Contents
BACKGROUND THEORY
A standard nonparametric test is exact, in that the false positive rate is exactly equal to the specified α level. Using randomise with a GLM that corresponds to one of the following simple statistical models will result in exact inference:
One sample t-test on difference measures Two sample t-test One-way ANOVA Simple correlation Use of almost any other GLM will result in approximately exact inference. In particular, when the model includes both the effect tested (e.g., difference in FA between two groups) and nuisance variables (e.g., age), exact tests are not generally available. Permutation tests rely on an assumption of exchangeability; with the models above, the null hypothesis implies complete exchangeability of the observations. When there are nuisance effects, however, the null hypothesis no longer assures the exchangeability of the data (e.g. even when the null hypothesis of no FA difference is true, age effects imply that you can't permute the data without altering the structure of the data).
Permutation tests for the General Linear Model
For an arbitrary GLM randomise uses the method of Freeman & Lane (1983). Based on the contrast (or set of contrasts defining an F test), the design matrix is automatically partitioned into tested effects and nuisance (confound) effects. The data are first fit to the nuisance effects alone and nuisance-only residuals are formed. These residuals are permuted, and then the estimated nuisance signal is added back on, creating an (approximate) realization of data under the null hypothesis. This realization is fit to the full model and the desired test statistic is computed as usual. This process is repeated to build a distribution of test statistics equivalent under the null hypothesis specified by the contrast(s). For the simple models above, this method is equivalent to the standard exact tests; otherwise, it accounts for nuisance variation present under the null. Note, that randomise v2.0 and earlier used a method due to Kennedy (1995). While both the Freedman-Lane and Kennedy methods are accurate for large n, for small n the Kennedy method can tend to false inflate significances. For a review of these issues and even more possible methods, see Anderson & Robinson (2001) and Winkler et al (2014) [references below].

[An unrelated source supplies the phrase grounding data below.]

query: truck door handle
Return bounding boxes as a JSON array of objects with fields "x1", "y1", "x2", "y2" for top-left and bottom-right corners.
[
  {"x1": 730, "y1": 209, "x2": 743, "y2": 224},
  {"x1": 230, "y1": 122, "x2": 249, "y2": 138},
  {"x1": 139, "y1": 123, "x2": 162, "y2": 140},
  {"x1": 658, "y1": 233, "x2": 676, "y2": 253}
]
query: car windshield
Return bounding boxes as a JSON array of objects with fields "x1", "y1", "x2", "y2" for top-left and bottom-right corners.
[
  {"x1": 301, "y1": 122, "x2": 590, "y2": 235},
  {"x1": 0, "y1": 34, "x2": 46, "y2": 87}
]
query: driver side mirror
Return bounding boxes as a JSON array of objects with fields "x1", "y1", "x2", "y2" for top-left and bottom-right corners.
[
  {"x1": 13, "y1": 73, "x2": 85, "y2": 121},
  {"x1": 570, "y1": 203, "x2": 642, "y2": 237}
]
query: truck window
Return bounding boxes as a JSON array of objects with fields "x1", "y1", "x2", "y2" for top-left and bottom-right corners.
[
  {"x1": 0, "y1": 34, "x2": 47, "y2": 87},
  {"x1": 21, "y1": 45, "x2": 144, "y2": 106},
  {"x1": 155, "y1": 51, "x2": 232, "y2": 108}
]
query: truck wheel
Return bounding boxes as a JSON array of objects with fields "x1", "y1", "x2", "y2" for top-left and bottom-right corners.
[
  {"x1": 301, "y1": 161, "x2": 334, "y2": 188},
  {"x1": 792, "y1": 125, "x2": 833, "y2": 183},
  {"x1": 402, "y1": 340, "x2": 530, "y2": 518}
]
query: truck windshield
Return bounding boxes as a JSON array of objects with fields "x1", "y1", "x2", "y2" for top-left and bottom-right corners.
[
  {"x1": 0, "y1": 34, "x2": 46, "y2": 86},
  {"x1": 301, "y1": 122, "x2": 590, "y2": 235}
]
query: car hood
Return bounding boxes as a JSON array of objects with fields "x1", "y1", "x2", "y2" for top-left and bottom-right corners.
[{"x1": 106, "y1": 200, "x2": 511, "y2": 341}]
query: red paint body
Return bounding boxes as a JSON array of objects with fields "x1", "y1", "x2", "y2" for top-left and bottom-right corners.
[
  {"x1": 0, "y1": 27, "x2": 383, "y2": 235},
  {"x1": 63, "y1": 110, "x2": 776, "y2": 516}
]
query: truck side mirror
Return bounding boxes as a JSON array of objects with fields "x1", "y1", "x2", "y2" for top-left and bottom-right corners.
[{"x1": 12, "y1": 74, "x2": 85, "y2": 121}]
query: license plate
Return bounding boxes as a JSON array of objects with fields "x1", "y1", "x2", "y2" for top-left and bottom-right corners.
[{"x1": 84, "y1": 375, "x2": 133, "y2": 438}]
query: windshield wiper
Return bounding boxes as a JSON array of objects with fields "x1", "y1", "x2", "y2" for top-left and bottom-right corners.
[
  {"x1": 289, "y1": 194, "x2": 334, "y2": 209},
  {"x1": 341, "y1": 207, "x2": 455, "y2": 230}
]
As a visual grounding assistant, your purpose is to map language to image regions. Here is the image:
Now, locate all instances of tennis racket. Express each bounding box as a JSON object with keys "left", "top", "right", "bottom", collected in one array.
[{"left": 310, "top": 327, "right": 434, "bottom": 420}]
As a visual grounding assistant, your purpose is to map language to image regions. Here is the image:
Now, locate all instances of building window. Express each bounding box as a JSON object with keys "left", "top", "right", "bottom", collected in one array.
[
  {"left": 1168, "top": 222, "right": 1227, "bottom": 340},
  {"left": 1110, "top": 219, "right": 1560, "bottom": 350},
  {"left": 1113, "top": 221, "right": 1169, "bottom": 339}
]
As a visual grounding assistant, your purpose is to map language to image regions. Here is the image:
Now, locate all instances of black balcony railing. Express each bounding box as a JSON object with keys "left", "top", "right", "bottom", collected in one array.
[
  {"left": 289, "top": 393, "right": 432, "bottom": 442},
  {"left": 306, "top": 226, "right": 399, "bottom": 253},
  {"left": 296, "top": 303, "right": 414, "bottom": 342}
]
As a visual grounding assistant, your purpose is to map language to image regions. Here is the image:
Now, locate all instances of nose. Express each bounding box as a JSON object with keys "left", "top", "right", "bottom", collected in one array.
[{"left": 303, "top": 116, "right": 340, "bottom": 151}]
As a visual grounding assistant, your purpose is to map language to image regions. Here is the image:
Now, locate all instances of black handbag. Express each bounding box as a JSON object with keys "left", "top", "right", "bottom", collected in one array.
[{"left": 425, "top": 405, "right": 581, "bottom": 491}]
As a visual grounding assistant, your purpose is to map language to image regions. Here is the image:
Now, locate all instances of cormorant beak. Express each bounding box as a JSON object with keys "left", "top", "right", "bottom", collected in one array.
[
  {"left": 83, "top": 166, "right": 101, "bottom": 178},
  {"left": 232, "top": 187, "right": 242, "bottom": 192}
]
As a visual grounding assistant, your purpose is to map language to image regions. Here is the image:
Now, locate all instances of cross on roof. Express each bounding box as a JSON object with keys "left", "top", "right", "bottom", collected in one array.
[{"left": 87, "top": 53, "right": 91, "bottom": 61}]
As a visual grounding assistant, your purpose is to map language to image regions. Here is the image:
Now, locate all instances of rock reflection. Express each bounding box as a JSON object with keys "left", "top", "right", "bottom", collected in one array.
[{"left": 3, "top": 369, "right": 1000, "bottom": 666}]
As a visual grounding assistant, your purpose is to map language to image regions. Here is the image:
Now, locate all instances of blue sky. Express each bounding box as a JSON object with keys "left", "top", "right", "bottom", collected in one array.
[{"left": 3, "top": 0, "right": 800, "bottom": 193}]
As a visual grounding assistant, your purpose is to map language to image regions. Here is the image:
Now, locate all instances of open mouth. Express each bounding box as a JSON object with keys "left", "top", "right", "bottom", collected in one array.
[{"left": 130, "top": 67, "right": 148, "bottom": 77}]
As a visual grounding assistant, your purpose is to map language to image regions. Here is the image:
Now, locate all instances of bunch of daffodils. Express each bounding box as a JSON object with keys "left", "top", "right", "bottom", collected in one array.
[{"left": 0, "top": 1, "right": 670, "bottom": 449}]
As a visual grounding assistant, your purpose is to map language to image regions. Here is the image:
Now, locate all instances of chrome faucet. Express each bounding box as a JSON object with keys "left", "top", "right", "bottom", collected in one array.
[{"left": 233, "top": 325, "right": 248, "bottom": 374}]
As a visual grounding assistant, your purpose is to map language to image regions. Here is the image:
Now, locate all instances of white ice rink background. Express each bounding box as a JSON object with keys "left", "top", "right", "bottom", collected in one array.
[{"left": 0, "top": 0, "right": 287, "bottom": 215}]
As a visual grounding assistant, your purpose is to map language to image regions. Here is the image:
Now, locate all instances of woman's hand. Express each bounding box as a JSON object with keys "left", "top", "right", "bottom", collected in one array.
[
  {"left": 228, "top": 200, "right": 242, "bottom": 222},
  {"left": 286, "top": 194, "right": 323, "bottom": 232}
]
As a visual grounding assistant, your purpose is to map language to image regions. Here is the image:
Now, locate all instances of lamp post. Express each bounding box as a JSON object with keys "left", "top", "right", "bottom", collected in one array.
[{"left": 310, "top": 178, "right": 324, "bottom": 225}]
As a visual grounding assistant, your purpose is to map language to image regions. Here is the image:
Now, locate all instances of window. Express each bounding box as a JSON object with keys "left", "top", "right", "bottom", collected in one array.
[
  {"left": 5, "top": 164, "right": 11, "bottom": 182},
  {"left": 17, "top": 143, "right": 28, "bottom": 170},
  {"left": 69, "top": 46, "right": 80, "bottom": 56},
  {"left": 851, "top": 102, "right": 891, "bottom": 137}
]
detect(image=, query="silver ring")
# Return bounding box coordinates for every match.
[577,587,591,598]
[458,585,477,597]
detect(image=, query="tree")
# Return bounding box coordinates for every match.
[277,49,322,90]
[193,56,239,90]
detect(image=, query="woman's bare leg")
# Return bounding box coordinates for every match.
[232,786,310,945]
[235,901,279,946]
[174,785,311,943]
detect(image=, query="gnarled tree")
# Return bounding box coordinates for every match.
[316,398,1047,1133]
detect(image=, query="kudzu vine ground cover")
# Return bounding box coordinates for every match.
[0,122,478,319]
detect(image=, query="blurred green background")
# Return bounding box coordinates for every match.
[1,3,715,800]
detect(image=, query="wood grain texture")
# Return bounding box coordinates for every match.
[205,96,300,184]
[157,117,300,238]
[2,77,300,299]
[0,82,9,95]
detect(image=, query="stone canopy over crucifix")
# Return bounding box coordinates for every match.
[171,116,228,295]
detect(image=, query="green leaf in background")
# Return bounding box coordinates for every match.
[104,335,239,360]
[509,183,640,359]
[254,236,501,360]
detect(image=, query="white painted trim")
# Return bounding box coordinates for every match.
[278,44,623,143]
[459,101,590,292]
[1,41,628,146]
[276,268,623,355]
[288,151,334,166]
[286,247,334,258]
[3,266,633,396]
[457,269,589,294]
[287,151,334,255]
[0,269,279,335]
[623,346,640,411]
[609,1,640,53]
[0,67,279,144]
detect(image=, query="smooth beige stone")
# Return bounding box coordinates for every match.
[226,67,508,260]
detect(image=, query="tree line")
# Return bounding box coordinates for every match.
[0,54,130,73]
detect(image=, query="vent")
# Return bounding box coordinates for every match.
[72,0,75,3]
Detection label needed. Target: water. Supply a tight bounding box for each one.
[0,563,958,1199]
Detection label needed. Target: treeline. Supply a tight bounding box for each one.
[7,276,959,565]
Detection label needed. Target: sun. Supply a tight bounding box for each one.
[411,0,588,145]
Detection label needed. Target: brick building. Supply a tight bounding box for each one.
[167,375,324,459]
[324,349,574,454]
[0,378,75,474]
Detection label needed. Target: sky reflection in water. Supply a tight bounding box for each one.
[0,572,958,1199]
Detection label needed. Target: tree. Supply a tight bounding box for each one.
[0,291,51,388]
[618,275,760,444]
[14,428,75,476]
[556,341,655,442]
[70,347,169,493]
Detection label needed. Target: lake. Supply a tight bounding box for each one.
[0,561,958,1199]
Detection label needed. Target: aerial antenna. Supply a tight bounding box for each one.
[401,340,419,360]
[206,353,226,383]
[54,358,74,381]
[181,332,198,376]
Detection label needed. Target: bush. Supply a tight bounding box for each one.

For simple models, like the 2-sample t-test, regression with a single covariate, and 1-sample t-test on differences, a permutation test has exact control of the desired false positive rate with very simple assumptions. For more complex cases, like an arbitrary contrast on a linear regression model with 2 or more covariates, "exactness" can't be guaranteed, but exhaustive simulations under various (punishing, small sample sizes) cases has shown Freeman-Lane to be highly accurate in practice (Anderson & Robinson, 2001; Winkler et al. 2014).
Conditional Monte Carlo Permutation Tests
A proper "exact" test arises from evaluating every possible permutation. Often this is not feasible, e.g., a simple correlation with 12 scans has nearly a half a billion possible permutations. Instead, a random sample of possible permutations can be used, creating a Conditional Monte Carlo (CMC) permutation test. On average, the CMC test is exact and will give similar results to carrying out all possible permutations.
If the number of possible permutations is large, one can show that a true, exhaustive P-value of p will produce P-values between p ± 2√(p(1-p)/n) about 95% of the time, where n is the number of CMC permutations. The table below shows confidence limits for p=0.05 for various n. At least 5,000 permutations are required to reduce the uncertainty appreciably, though 10,000 permutations are required to reduce the margin-of-error to below 10% of the nominal alpha.
n |
Confidence limits |
100 |
0.0500 ± 0.0436 |
500 |
0.0500 ± 0.0195 |
1,000 |
0.0500 ± 0.0138 |
5,000 |
0.0500 ± 0.0062 |
10,000 |
0.0500 ± 0.0044 |
50,000 |
0.0500 ± 0.0019 |
In randomise the number of permutations to use is specified with the -n option. If this number is greater than or equal to the number of possible permutations, an exhaustive test is run. If it is less than the number of possible permutations a Conditional Monte Carlo permutation test is performed. The default is 5000, though if time permits, 10000 is recommended.
Counting Permutations
Exchangeabilty under the null hypothesis justifies the permutation of the data. For n scans, there are n! (n factorial, n×(n-1)×(n-2)×...×2) possible ways of shuffling the data. For some designs, though, many of these shuffles are redundant. For example, in a two-sample t-test, permuting two scans within a group will not change the value of the test statistic. The number of possible permutations for different designs are given below.
Model |
Sample Size(s) |
Number of Permutations |
One sample t-test on difference measures |
n |
2^{n} |
Two sample t-test |
n_{1}, n_{2} |
(n_{1}+n_{2})! / ( n_{1}! × n_{2}! ) |
One-way ANOVA |
n_{1},...,n_{k} |
(n_{1}+n_{2}+ ... + n_{k})! / ( n_{1}! × n_{2}! × ... × n_{k}! ) |
Simple correlation |
n |
n! |
Note that the one-sample t-test is an exception. Data are not permuted, but rather their signs are randomly flipped. For all designs except a one-sample t-test, randomise uses a generic algorithm which counts the number of unique possible permutations for each contrast. If X is the design matrix and c is the contrast of interest, then Xc is sub-design matrix of the effect of interest. The number of unique rows in Xc is counted and a one-way ANOVA calculation is used.
REFERENCES
Winkler AM, Ridgway GR, Webster MA, Smith SM, Nichols TE. Permutation inference for the general linear model. NeuroImage, 2014;92:381-397.
Anderson MJ, Robinson J. Permutation Tests for Linear Models. Aust New Zeal J Stat Stat. 2001;43(1):75-88.